Aldgate

Stow wrote in his Survey of London of 1598 that “It hath had two pair of gates, though now but one; the hooks remaineth yet. Also there hath been two port-closes; the one of them remain”

The gate stood at the corner of the modern Duke’s Place and was always an obstacle to traffic. It was rebuilt between 1108–47, again in 1215, and reconstructed completely between 1607-09. The gate was finally removed in 1761; it was temporarily re-erected at Bethnal Green.

While he was a customs official, from 1374 until 1386, Geoffrey Chaucer occupied apartments above the gate. The Augustinians priory of Holy Trinity Aldgate was founded by Matilda, the wife of King Henry I, in 1108, on ground just inside the gate.

Within Aldgate ward, Jews settled from 1181, until their expulsion in 1290 by King Edward I. The area became known as Old Jewry. Jews were welcomed back by Oliver Cromwell, and once again they settled in the area, founding London’s oldest synagogue at Bevis Marks in 1698.

At Aldgate’s junction with Leadenhall Street and Fenchurch Street is the site of the old Aldgate Pump. From 1700 it was from this point that distances were measured into the counties of Essex and Middlesex. The original pump was taken down in 1876, and a ’faux’ pump and drinking fountain was erected several yards to the west of the original; it was supplied by water from the New River. In ancient deeds, Alegate Well is mentioned, adjoining the City wall, and this may have been the source (of water) for the original pump. A section of the remains of Holy Trinity Priory can be seen through a window in a nearby office block, on the north side.

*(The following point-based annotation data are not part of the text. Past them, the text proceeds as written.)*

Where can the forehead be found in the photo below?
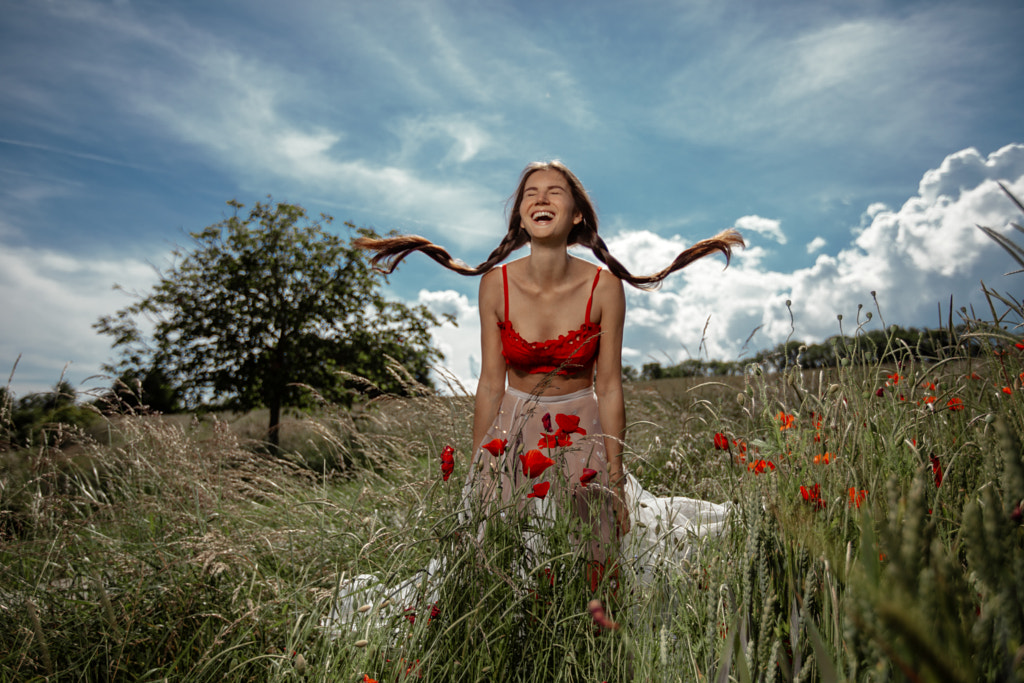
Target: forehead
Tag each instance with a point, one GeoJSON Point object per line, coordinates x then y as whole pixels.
{"type": "Point", "coordinates": [546, 178]}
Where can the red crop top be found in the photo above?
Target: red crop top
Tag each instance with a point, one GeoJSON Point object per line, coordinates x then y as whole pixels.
{"type": "Point", "coordinates": [569, 352]}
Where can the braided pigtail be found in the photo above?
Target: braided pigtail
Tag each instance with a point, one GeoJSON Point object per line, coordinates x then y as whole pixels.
{"type": "Point", "coordinates": [723, 242]}
{"type": "Point", "coordinates": [391, 251]}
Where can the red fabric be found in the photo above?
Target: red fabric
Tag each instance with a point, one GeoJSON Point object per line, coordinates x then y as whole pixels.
{"type": "Point", "coordinates": [564, 355]}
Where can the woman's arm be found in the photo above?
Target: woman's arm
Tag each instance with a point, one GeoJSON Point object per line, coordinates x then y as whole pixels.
{"type": "Point", "coordinates": [491, 386]}
{"type": "Point", "coordinates": [608, 386]}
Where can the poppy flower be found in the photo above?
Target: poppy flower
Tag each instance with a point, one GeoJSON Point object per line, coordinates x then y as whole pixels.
{"type": "Point", "coordinates": [569, 424]}
{"type": "Point", "coordinates": [534, 463]}
{"type": "Point", "coordinates": [599, 615]}
{"type": "Point", "coordinates": [496, 446]}
{"type": "Point", "coordinates": [813, 496]}
{"type": "Point", "coordinates": [540, 489]}
{"type": "Point", "coordinates": [857, 497]}
{"type": "Point", "coordinates": [936, 470]}
{"type": "Point", "coordinates": [448, 462]}
{"type": "Point", "coordinates": [556, 440]}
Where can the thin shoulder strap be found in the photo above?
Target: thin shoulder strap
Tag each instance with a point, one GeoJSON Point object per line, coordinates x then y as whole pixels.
{"type": "Point", "coordinates": [589, 301]}
{"type": "Point", "coordinates": [505, 279]}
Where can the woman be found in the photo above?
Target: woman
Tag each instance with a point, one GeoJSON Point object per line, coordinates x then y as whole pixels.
{"type": "Point", "coordinates": [570, 380]}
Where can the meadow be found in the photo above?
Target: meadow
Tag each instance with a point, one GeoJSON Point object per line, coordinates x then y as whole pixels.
{"type": "Point", "coordinates": [875, 536]}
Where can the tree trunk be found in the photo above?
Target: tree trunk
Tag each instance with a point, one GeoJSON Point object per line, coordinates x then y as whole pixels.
{"type": "Point", "coordinates": [273, 431]}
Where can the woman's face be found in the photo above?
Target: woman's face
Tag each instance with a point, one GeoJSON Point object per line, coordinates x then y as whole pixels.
{"type": "Point", "coordinates": [547, 210]}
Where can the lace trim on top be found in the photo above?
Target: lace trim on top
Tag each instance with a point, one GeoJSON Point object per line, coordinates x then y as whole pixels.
{"type": "Point", "coordinates": [570, 351]}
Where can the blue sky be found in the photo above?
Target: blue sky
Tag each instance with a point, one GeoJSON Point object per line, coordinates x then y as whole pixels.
{"type": "Point", "coordinates": [856, 144]}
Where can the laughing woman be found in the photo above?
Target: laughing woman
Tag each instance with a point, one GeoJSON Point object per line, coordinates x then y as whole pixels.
{"type": "Point", "coordinates": [551, 373]}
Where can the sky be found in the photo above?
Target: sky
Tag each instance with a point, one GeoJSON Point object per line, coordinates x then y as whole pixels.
{"type": "Point", "coordinates": [855, 144]}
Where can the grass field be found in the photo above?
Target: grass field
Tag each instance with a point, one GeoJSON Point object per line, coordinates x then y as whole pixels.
{"type": "Point", "coordinates": [876, 536]}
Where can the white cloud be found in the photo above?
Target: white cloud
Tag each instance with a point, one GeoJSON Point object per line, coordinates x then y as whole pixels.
{"type": "Point", "coordinates": [912, 258]}
{"type": "Point", "coordinates": [816, 245]}
{"type": "Point", "coordinates": [51, 300]}
{"type": "Point", "coordinates": [767, 226]}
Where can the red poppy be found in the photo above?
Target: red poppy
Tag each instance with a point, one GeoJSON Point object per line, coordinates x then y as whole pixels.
{"type": "Point", "coordinates": [496, 446]}
{"type": "Point", "coordinates": [936, 470]}
{"type": "Point", "coordinates": [534, 463]}
{"type": "Point", "coordinates": [569, 424]}
{"type": "Point", "coordinates": [556, 440]}
{"type": "Point", "coordinates": [857, 497]}
{"type": "Point", "coordinates": [540, 489]}
{"type": "Point", "coordinates": [448, 462]}
{"type": "Point", "coordinates": [599, 615]}
{"type": "Point", "coordinates": [813, 496]}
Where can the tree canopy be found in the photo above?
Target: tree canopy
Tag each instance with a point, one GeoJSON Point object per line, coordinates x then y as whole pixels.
{"type": "Point", "coordinates": [264, 301]}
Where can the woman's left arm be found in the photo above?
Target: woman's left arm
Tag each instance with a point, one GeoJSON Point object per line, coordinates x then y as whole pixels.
{"type": "Point", "coordinates": [608, 386]}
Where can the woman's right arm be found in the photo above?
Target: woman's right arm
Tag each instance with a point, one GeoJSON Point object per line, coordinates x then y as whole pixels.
{"type": "Point", "coordinates": [491, 386]}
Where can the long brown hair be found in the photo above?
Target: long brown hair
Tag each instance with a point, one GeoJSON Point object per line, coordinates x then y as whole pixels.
{"type": "Point", "coordinates": [390, 251]}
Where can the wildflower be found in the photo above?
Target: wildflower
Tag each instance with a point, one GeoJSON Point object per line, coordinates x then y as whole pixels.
{"type": "Point", "coordinates": [448, 462]}
{"type": "Point", "coordinates": [936, 470]}
{"type": "Point", "coordinates": [534, 463]}
{"type": "Point", "coordinates": [540, 489]}
{"type": "Point", "coordinates": [497, 446]}
{"type": "Point", "coordinates": [857, 497]}
{"type": "Point", "coordinates": [813, 496]}
{"type": "Point", "coordinates": [599, 615]}
{"type": "Point", "coordinates": [556, 440]}
{"type": "Point", "coordinates": [587, 476]}
{"type": "Point", "coordinates": [569, 424]}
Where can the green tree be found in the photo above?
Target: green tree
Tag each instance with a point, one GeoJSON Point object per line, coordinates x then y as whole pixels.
{"type": "Point", "coordinates": [262, 302]}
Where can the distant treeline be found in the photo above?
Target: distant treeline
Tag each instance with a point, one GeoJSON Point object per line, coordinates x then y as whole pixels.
{"type": "Point", "coordinates": [894, 344]}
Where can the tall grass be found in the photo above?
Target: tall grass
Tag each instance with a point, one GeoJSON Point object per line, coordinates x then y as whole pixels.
{"type": "Point", "coordinates": [876, 536]}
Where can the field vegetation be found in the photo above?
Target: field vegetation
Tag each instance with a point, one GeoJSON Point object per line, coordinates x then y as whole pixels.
{"type": "Point", "coordinates": [876, 535]}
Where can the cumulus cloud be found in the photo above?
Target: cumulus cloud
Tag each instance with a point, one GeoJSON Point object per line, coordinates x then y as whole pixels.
{"type": "Point", "coordinates": [767, 226]}
{"type": "Point", "coordinates": [816, 245]}
{"type": "Point", "coordinates": [912, 258]}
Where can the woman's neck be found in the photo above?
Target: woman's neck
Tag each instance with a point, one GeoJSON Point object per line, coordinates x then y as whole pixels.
{"type": "Point", "coordinates": [548, 265]}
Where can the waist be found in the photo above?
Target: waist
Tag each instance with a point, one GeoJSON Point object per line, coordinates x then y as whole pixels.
{"type": "Point", "coordinates": [550, 398]}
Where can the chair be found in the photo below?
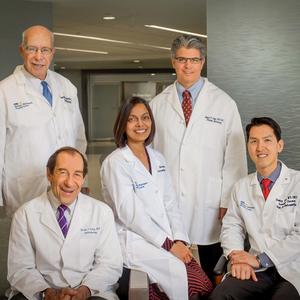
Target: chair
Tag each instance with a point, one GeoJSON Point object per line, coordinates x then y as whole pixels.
{"type": "Point", "coordinates": [221, 268]}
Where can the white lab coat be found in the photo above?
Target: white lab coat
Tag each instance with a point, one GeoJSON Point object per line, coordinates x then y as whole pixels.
{"type": "Point", "coordinates": [40, 257]}
{"type": "Point", "coordinates": [30, 131]}
{"type": "Point", "coordinates": [273, 225]}
{"type": "Point", "coordinates": [205, 159]}
{"type": "Point", "coordinates": [146, 212]}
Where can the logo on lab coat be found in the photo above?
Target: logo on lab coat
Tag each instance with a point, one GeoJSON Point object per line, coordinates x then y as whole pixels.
{"type": "Point", "coordinates": [288, 202]}
{"type": "Point", "coordinates": [243, 204]}
{"type": "Point", "coordinates": [140, 185]}
{"type": "Point", "coordinates": [161, 168]}
{"type": "Point", "coordinates": [90, 230]}
{"type": "Point", "coordinates": [20, 105]}
{"type": "Point", "coordinates": [66, 99]}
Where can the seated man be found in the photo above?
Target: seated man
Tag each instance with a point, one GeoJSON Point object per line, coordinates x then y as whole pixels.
{"type": "Point", "coordinates": [266, 205]}
{"type": "Point", "coordinates": [63, 244]}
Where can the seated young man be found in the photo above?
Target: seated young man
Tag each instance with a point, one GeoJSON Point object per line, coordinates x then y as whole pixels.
{"type": "Point", "coordinates": [266, 206]}
{"type": "Point", "coordinates": [63, 244]}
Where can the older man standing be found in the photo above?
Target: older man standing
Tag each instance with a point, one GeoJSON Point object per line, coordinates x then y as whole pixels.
{"type": "Point", "coordinates": [63, 244]}
{"type": "Point", "coordinates": [199, 132]}
{"type": "Point", "coordinates": [39, 112]}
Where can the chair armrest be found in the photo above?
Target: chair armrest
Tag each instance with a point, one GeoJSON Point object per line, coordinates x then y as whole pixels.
{"type": "Point", "coordinates": [221, 265]}
{"type": "Point", "coordinates": [138, 285]}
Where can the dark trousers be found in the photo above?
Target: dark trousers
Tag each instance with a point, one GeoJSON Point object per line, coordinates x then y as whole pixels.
{"type": "Point", "coordinates": [209, 256]}
{"type": "Point", "coordinates": [270, 285]}
{"type": "Point", "coordinates": [22, 297]}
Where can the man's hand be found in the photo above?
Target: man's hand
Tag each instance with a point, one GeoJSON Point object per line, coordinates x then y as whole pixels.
{"type": "Point", "coordinates": [222, 213]}
{"type": "Point", "coordinates": [243, 257]}
{"type": "Point", "coordinates": [59, 294]}
{"type": "Point", "coordinates": [243, 272]}
{"type": "Point", "coordinates": [83, 292]}
{"type": "Point", "coordinates": [181, 251]}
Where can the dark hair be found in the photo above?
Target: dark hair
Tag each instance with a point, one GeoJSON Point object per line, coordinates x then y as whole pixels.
{"type": "Point", "coordinates": [52, 159]}
{"type": "Point", "coordinates": [189, 42]}
{"type": "Point", "coordinates": [264, 121]}
{"type": "Point", "coordinates": [121, 121]}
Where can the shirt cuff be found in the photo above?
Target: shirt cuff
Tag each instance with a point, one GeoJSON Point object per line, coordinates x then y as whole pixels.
{"type": "Point", "coordinates": [167, 245]}
{"type": "Point", "coordinates": [265, 260]}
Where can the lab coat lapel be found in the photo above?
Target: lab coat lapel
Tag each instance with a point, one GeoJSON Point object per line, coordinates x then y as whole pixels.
{"type": "Point", "coordinates": [278, 188]}
{"type": "Point", "coordinates": [78, 218]}
{"type": "Point", "coordinates": [200, 107]}
{"type": "Point", "coordinates": [48, 218]}
{"type": "Point", "coordinates": [174, 101]}
{"type": "Point", "coordinates": [136, 165]}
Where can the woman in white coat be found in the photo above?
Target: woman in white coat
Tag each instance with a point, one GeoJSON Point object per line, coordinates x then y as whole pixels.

The area around the large traffic roundabout to the east of where the gate stood is also often referred to as Aldgate (although strictly, this is Aldgate High Street, and extends a short distance into Whitechapel; it is also known occasionally by the epithet ’Gardiners’ Corner’, in honour of a long-disappeared department store).

Aldgate underground station was opened on 18 November 1876 with the southbound extension to Tower Hill opening on 25 September 1882, completing the (Inner) Circle. Services from Aldgate originally ran far further west than they do now, reaching as far as Richmond, and trains also used to run from Aldgate to Hammersmith (the Hammersmith & City line now bypasses the station). It became the terminus of the Metropolitan line only in 1941. Before that, Metropolitan trains had continued on to the southern termini of the East London Line.

Platforms 1 and 4 at Aldgate are the only two platforms on the network to be served exclusively by the Circle line.